したがって、本件商標の登録は取り消されるべきである。
3 当審の判断
本件商標は、別掲に示すとおりの構成よりなるところ、その全体の構成態様よりみて、黒塗りの楕円形内に欧文字3文字「GEX」が表示されているものとして看取されるとみるのが相当であるから、これに接する取引者・需要者をして、楕円形内に「GEX」の文字を表示した商標と認識され、「ジーイーエックス」又は「ジェックス」の称呼を生ずるものと認められる。
他方、引用商標は、前記したとおりであるから、その構成文字に相応して「ジーイーシー」又は「ジェック」の称呼を生ずるものと認められる。
しかして、本件商標より生ずる「ジーイーエックス」の称呼と引用商標より生ずる「ジーイーシー」の称呼は明らかに区別できるものであり、また、「ジェックス」と「ジェック」の両称呼も3音と2音という短い音構成にあって、語尾に「ス」の音の有無という顕著な差異を有するものであるから、それぞれを一連に称呼するときは語感・語調が異なる互いに紛れるおそれのないものと判断するのが相当である。
また、本件商標と引用商標は、前記のとおりであって外観上、十分に区別し得る差異を有するものと認められ、その観念においては、両商標は造語と認められるから比較し得ないものである。
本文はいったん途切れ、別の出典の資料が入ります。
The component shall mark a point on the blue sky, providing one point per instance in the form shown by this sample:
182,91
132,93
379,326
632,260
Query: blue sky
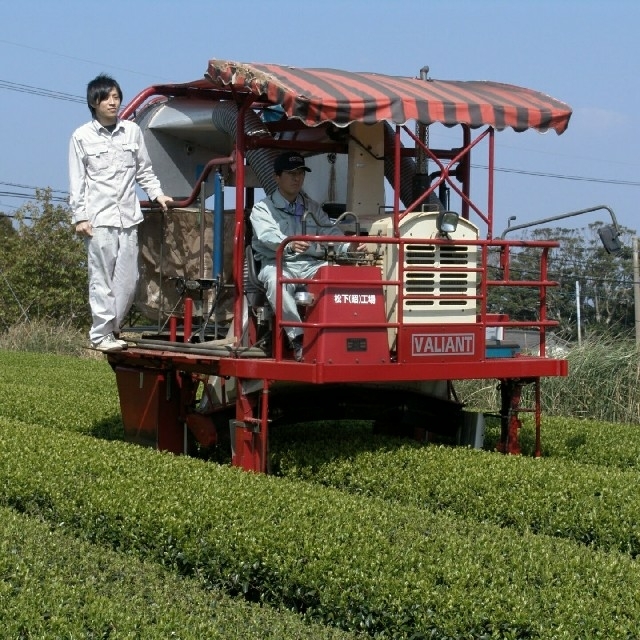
583,52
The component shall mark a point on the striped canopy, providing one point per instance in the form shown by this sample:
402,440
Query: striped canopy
316,96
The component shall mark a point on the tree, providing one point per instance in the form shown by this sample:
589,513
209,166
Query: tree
605,282
43,268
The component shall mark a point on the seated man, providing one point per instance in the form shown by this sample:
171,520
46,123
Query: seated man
280,215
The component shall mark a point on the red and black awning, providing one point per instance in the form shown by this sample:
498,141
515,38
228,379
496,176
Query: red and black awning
331,95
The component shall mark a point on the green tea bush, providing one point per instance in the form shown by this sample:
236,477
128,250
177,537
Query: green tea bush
53,585
61,392
595,505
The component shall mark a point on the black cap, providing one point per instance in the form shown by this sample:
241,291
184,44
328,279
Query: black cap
289,161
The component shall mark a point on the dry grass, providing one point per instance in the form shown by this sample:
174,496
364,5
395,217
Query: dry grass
603,384
41,336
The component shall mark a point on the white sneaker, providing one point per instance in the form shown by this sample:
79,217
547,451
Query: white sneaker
108,343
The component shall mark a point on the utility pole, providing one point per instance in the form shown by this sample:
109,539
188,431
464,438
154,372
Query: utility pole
578,313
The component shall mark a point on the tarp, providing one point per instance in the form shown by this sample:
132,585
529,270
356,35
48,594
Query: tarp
316,96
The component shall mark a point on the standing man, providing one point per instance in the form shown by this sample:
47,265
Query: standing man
107,158
280,215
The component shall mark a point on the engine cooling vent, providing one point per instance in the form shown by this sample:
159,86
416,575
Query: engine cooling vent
432,287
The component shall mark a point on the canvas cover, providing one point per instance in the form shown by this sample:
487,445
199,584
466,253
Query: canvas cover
170,247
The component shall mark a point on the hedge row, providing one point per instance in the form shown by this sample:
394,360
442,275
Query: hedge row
594,505
80,395
55,586
60,392
355,562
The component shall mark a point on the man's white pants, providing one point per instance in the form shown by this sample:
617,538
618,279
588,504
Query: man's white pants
298,269
112,257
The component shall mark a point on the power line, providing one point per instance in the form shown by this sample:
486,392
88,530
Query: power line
39,91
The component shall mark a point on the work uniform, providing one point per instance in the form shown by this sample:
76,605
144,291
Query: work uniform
104,167
273,219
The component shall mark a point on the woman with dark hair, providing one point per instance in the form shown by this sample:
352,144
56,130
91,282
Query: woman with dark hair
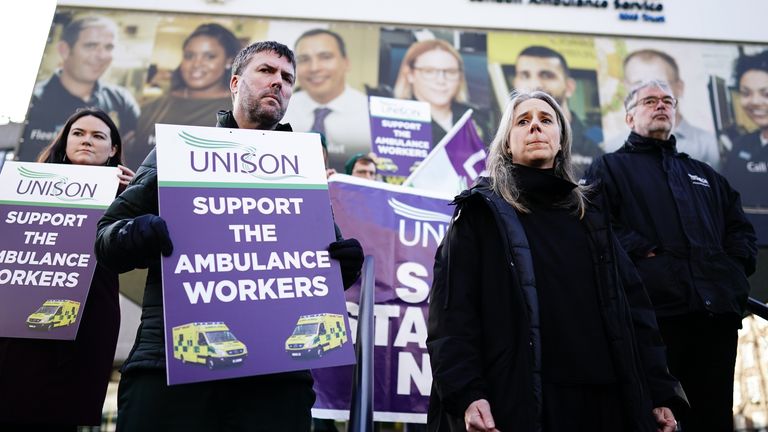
432,71
538,321
746,166
199,87
58,384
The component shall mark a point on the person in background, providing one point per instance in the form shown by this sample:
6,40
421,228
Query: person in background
683,225
747,164
326,103
86,48
537,318
199,86
361,165
650,64
132,235
433,71
542,68
59,384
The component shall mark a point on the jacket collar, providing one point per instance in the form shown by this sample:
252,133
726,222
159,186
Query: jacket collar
227,119
640,143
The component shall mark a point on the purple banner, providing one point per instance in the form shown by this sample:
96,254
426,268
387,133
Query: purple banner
466,152
46,267
250,288
401,228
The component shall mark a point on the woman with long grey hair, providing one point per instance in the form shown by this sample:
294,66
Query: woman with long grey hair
538,320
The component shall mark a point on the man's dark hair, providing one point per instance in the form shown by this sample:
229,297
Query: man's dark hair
542,51
244,56
746,63
71,32
649,54
315,32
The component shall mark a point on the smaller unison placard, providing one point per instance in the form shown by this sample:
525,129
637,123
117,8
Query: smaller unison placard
48,217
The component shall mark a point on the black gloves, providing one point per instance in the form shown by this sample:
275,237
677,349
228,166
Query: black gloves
145,237
350,256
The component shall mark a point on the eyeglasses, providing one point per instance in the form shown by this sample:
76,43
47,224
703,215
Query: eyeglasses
451,74
653,102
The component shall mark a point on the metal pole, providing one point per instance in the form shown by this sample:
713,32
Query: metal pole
361,411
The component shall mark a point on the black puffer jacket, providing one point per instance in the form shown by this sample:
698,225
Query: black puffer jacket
689,216
484,338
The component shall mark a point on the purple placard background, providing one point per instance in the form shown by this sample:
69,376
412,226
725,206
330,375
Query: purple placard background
462,146
17,302
405,163
262,325
364,213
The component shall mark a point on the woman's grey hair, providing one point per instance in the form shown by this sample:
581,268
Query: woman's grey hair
500,158
630,99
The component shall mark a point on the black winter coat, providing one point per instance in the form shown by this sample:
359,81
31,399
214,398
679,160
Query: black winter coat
483,332
688,214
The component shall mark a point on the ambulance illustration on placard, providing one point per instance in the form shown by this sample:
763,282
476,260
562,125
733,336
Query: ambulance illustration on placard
54,313
209,343
316,334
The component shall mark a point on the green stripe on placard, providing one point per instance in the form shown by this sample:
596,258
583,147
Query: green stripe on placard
62,205
219,185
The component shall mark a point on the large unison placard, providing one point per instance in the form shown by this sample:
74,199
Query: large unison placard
250,288
48,216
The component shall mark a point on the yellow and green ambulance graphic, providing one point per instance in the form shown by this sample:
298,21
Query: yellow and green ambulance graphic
316,334
209,343
54,313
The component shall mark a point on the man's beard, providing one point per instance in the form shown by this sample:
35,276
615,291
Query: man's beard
265,116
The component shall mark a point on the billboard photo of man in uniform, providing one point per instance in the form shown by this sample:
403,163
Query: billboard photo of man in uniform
85,48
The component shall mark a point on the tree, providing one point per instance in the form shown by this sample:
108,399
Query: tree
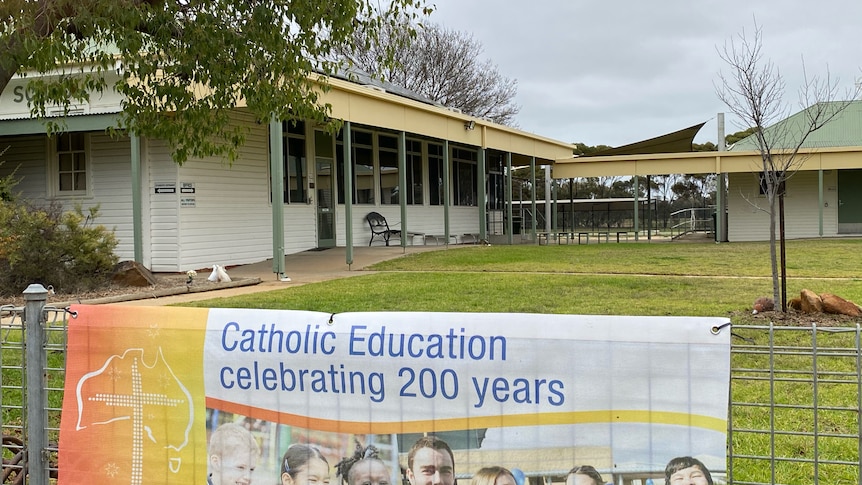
182,65
440,64
739,135
753,90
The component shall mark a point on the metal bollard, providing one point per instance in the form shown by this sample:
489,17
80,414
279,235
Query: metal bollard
36,417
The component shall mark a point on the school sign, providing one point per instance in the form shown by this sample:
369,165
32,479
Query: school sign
146,386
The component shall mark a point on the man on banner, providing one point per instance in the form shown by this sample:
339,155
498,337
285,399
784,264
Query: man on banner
430,462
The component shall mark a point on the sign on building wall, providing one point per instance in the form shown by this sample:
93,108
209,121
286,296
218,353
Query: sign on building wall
148,389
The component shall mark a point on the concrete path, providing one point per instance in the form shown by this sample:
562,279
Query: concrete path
302,268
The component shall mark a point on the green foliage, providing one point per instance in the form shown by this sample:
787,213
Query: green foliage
53,247
182,66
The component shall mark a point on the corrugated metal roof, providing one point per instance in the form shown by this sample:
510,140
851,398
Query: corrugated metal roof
845,130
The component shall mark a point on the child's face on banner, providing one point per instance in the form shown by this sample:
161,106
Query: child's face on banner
432,467
692,475
369,472
235,468
315,472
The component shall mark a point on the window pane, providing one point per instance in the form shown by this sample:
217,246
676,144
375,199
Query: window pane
390,142
295,127
80,181
77,141
362,138
65,181
414,173
388,177
80,161
435,174
295,170
66,162
363,175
してみれば、本件商標と引用商標とは、その外観、称呼及び観念のいずれからしても類似しない商標といえるものである。
そうとすると、本件商標は、上記認定のとおりのものであって、仮に、「GE」が申立人の名称の略称として、取引者・需要者の間に広く認識されているとしても、これより何ら申立人を想起させることはなく、他人の名称の著名な略称を含む商標とは認められない。
したがって、本件商標は、商標法第4条第1項第8号及び同第11号に違反して登録されたものでない。
よって、商標法第43条の3第4項の規定に基づき、結論のとおり決定する。